Public perceptions of children: interviews with adults

The relative paucity of children’s experiences in the UK, and the limitations they experience, suggest that, by default rather than by intention, we are hostile to children. This attitude is compounded by beliefs that children are a nuisance, an encumbrance, and above all the personal property and private responsibility of their parents. This sombre perception was confirmed by the newspaper cuttings described above. For this chapter, we also undertook a small pilot study.35 We carried out semi-structured interviews with over 100 adults, parents and non-parents from a variety of ethnic and class backgrounds. The interviews were carried out in various public and semi-public settings – in supermarkets, in parks, waiting outside schools, in restaurants – to ascertain views about the presence of children in those spaces.

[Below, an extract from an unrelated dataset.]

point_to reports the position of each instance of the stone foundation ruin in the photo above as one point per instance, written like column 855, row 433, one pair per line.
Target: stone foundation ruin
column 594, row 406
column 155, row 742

We included supermarkets because they encapsulate many of the dilemmas described above. They constitute a semi-public space where parents and children regularly come in their hundreds of thousands. Yet they are a place of extreme consumer stress. There is a plethora of goods which to a young child may appear overwhelmingly tempting, but present a very different value to the parent who shops. Conversely, many of the goods over which parents deliberate are mystifying to children. How do parents and children behave in such circumstances; and how do the staff in the shops negotiate ‘the whine factor’ – the deliberate ploy by advertisers to get children to influence their parents over purchases.36

The three stores we visited, all from well-known chains, had policies on children. These policies included control of displays at checkouts – no or few sweets; keeping dangerous items on higher shelves; posting safety notices and instructions on trolleys; offering play cars to children, attached to trolleys; and having procedures for dealing with lost children. The respondents almost all noticed the strains that occurred, but tended to blame parents for not controlling or admonishing their children sufficiently. The manager of one store went so far as to describe it as a class issue:

There is a 50/50 balance (in this store) between affluent and non-affluent parents and the difference between the two is very noticeable. Affluent parents generally keep an eye on their kids at all times and are polite when there are any problems with their children are pointed out to them. Non-affluent parents tend not to be so observant and are often rude to staff if any comments are made with regard to their children.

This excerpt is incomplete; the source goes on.